Identification of a mouse Lactobacillus johnsonii strain with deconjugase activity against the FXR antagonist T-β-MCA

Abstract

Bile salt hydrolase (BSH) activity against the bile acid tauro-beta-muricholic acid (T-β-MCA) was recently reported to mediate host bile acid, glucose, and lipid homeostasis via the farnesoid X receptor (FXR) signaling pathway. An earlier study correlated decreased Lactobacillus abundance in the cecum with increased concentrations of intestinal T-β-MCA, an FXR antagonist. While several studies have characterized BSHs in lactobacilli, deconjugation of T-β-MCA remains poorly characterized among members of this genus, and therefore it was unclear what strain(s) were responsible for this activity. Here, a strain of L. johnsonii with robust BSH activity against T-β-MCA in vitro was isolated from the cecum of a C57BL/6J mouse. A screening assay performed on a collection of 14 Lactobacillus strains from nine different species identified BSH substrate specificity for T-β-MCA only in two of three L. johnsonii strains. Genomic analysis of the two strains with this BSH activity revealed the presence of three bsh genes that are homologous to bsh genes in the previously sequenced human-associated strain L. johnsonii NCC533. Heterologous expression of several bsh genes in E. coli followed by enzymatic assays revealed broad differences in substrate specificity even among closely related bsh homologs, and suggests that the phylogeny of these enzymes does not closely correlate with substrate specificity. Predictive modeling allowed us to propose a potential mechanism driving differences in BSH activity for T-β-MCA in these homologs. Our data suggests that L. johnsonii regulates T-β-MCA levels in the mouse intestinal environment, and that this species may play a central role in FXR signaling in the mouse.

Fig 1. Visual comparisons of L. johnsonii NCK88 and LB1 draft genomes to the reference strain NCC533.

(a) WebACT visualization of genome similarity of NCK88 and LB1 to NCC533 based on BlastN analysis with a minimum match size of 100 nucleotides. Red bars indicate matches in the same orientation, and blue bars indicate matches in the reverse orientation. (b and c) Dot plots representing the maximum unique matches (MUMs) of the six frame amino acid translations of LB1(b) and NCK88 (c) draft genomes relative to NCC533. Forward MUMs are plotted as red lines/dots while reverse MUMs are plotted as blue lines/dots. A line of dots with slope of 1 represents an undisturbed segment of conservation between the two sequences and a line with a slope of -1 represents an inverted segment of conservation between the two sequences.

Fig 2. Phylogenetic analysis of Lactobacillus BSH sequences by maximum likelihood method.

The evolutionary history of BSHs encoded by Lactobacillus strains screened in our in vitro assay was inferred by using the Maximum Likelihood method based on the Le Gascuel 2008 model [17]. The tree with the highest log likelihood (-8040.5390) is shown. Initial trees for the heuristic search were obtained automatically by applying Neighbor-Join and BioNJ algorithms to a matrix of pairwise distances estimated using a JTT model, and then selecting the topology with superior log likelihood value. A discrete Gamma distribution was used to model evolutionary rate differences among sites (3 categories (+G, parameter = 2.2994)). The rate variation model allowed for some sites to be evolutionarily invariable ([+I], 4.7893% sites). The tree is drawn to scale, with branch lengths measured in the number of substitutions per site. The analysis involved 19 amino acid sequences. All positions containing gaps and missing data were eliminated. There were a total of 297 positions in the final dataset. Evolutionary analyses were conducted in MEGA6 [18].

Fig 3. Visualizations of model differences in BSH substrate interactions with T-β-MCA.

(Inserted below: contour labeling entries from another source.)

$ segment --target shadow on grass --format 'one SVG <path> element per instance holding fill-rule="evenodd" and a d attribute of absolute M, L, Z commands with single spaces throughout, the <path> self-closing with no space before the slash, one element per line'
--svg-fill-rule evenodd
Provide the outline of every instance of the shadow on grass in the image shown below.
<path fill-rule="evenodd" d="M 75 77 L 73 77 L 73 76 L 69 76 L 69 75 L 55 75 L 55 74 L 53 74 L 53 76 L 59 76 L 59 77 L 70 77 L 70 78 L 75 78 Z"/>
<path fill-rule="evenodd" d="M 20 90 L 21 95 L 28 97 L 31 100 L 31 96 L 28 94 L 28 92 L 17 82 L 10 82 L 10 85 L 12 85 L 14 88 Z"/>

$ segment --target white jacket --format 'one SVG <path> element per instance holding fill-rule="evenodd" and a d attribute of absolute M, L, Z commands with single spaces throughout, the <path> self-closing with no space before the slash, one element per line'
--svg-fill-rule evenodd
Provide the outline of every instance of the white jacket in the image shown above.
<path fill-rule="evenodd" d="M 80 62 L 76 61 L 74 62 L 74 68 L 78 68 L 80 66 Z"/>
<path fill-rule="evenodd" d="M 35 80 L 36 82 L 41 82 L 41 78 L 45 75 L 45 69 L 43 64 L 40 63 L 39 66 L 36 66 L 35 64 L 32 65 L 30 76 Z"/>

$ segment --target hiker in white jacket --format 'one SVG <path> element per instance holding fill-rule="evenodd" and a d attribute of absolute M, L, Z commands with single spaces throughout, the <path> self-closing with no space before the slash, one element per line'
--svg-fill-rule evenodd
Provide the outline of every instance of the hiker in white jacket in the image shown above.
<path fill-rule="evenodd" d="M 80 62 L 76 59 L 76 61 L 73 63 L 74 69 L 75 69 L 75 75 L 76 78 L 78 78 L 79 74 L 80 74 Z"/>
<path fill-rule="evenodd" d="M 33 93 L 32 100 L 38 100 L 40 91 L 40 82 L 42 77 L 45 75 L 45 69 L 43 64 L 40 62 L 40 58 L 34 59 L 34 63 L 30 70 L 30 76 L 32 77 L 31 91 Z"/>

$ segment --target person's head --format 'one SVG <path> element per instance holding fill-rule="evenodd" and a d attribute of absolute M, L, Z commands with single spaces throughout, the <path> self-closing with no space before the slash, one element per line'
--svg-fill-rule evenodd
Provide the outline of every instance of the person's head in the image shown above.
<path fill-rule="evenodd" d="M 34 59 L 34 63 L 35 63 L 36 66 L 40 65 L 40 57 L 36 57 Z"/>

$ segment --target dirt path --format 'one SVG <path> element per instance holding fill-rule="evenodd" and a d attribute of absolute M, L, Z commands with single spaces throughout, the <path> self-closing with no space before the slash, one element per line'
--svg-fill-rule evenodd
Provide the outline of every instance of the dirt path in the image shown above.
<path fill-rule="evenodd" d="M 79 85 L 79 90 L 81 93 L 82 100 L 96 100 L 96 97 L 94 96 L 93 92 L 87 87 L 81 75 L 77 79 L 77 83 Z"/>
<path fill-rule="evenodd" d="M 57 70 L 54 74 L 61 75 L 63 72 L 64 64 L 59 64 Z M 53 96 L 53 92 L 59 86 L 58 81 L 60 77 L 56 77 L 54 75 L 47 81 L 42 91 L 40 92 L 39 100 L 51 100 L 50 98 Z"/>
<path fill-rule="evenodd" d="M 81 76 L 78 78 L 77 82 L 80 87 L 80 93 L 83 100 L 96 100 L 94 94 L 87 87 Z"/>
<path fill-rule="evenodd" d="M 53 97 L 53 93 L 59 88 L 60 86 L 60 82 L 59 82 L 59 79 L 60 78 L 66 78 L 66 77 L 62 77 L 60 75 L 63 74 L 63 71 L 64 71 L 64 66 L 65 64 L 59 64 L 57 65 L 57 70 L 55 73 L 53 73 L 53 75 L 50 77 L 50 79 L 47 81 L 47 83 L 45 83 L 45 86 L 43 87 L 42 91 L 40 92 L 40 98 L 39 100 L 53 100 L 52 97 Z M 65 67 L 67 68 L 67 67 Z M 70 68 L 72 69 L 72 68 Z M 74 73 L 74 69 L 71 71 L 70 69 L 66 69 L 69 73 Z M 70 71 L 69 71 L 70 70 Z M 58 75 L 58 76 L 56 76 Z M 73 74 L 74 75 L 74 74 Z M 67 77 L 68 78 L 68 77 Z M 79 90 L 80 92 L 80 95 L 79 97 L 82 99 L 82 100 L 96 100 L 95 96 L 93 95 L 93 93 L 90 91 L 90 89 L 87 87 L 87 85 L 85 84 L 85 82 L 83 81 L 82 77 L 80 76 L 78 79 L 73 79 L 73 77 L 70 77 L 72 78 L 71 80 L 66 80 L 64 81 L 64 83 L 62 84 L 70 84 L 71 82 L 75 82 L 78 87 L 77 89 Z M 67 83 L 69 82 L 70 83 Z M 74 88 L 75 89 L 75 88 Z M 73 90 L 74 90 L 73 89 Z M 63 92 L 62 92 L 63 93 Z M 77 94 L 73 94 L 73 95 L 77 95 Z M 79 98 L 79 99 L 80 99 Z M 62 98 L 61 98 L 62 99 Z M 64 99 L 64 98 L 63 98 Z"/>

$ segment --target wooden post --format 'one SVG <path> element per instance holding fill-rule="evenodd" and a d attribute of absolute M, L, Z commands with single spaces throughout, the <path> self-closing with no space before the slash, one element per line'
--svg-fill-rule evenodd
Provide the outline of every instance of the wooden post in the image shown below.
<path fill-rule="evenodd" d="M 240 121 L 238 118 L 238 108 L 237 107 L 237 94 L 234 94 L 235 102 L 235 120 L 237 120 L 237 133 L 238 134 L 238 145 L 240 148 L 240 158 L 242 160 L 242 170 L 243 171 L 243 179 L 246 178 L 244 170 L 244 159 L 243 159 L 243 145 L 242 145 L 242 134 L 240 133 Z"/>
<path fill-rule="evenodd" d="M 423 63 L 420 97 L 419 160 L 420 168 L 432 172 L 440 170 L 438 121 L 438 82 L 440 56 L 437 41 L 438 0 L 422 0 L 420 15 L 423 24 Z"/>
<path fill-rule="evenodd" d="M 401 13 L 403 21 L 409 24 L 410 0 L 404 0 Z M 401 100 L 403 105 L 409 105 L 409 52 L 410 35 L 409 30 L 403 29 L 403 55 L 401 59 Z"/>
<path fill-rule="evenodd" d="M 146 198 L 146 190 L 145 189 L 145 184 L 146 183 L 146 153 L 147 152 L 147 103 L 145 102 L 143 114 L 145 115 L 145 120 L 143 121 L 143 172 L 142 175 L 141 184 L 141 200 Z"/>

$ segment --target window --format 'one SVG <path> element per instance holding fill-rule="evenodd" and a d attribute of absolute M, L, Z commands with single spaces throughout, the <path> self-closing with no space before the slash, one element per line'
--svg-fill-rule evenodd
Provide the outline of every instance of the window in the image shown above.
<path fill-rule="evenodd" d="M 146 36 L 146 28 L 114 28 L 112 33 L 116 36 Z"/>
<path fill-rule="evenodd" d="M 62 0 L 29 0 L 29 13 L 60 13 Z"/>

(a) Depiction of residue side chains within a 4Å radius of the T-β-MCA ring structure in the substrate binding pocket of enzymes with activity against T-β-MCA. LB1 BSHC is in blue, LB1 BSHB is in green, NCK88 BSHB is in yellow, and T-β-MCA is in grey. Stick depictions of T-β-MCA and amino acid side chains indicate oxygen atoms in red, and nitrogen atoms in dark blue. Hydrogens have been removed to improve visual clarity. (b and c) Cartoon comparisons of LB1 BSHC (b) and NCK88 BSHC (c) with T-β-MCA in the binding pocket. YASSARA models energetically minimized to T-β-MCA are depicted in blue (LB1 BSHC) and magenta (NCK88 BSHC), and the range of loop movements for each model based on CABS-flex simulations is depicted in grey. Occlusion of the substrate binding pocket by the loop structure in NCK88 BSHC is indicated in a yellow box in (c).